17:09h. Mais uma vez buscamos por uma notificação. É engraçado, sabe? A palavra “encontro” tem sua origem no latim incontrare, formado pela junção do prefixo in- (“em”, “para dentro”) e contra (“contra”, “oposto”). Originalmente, o termo designava um confronto ou oposição, evoluindo para o sentido de “ir na direção de” ou deparar-se com algo/alguém. Hoje, as mensagens vão na direção dos transeuntes. Da amante, do amigo. Contudo, a presença não ocorre; se arrasta e escapa aos dedos, como uma ampulheta em que a areia escorre. Nesse intervalo em que ansiamos a espera e bem aventurados desejamos o reencontro. Até o reconstruímos oniricamente. Histórias suas, sons nossos, lembramo-nos de cada toque. É doido, caçamos e buscamos até o erro, a fresta por onde o encanto pudesse ter escapado. É curioso como a mente tenta nos convencer de que a conexão é um delírio só nosso, só porque o celular não vibra na hora que o coração pede. Destarte, o sentimento está presente, pulsa. Sobrevive ao vácuo das horas. Ele se mantém aquecido na mensagem no fim de tarde. Que traz consigo o sol se pondo. Seria isso uma metáfora da beleza que há na impermanência e o convite à promessa de um novo começo?

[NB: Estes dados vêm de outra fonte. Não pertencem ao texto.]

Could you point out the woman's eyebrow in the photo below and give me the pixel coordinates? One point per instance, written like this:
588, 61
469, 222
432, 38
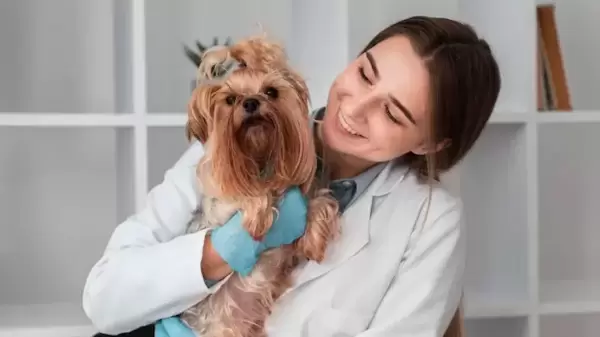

Os encontros não precisam de monitoramento 24h para serem reais.
Ainda assim, eu sei. É difícil esperar. Com o miojo, o microondas, o fast-food, o whatsapp e tantas coisas hoje instantâneas. Será que esse “aperto” no peito é só o medo que sentimos de perder o que mal começou, mas que já tem peso de algo que sabemos, inconscientemente, que é importante?
As cartas que o destino traz têm um ritmo que eu ainda estou aprendendo a ler. O bom é que a cigana leu o meu destino e me explicou que no baralho as cartas sozinhas não dizem nada, precisam de combinações. De dois. De ouro. O novo ano, o novo ciclo, me fazem parar de pensar e sim… vivenciar. Guardo o baralho das minhas inquietações e escolho acreditar no quão bom é ser vulnerável. Porque é nisso que o sentimento recém-nascido se apoia. E, pelo visto, onde ele quer crescer.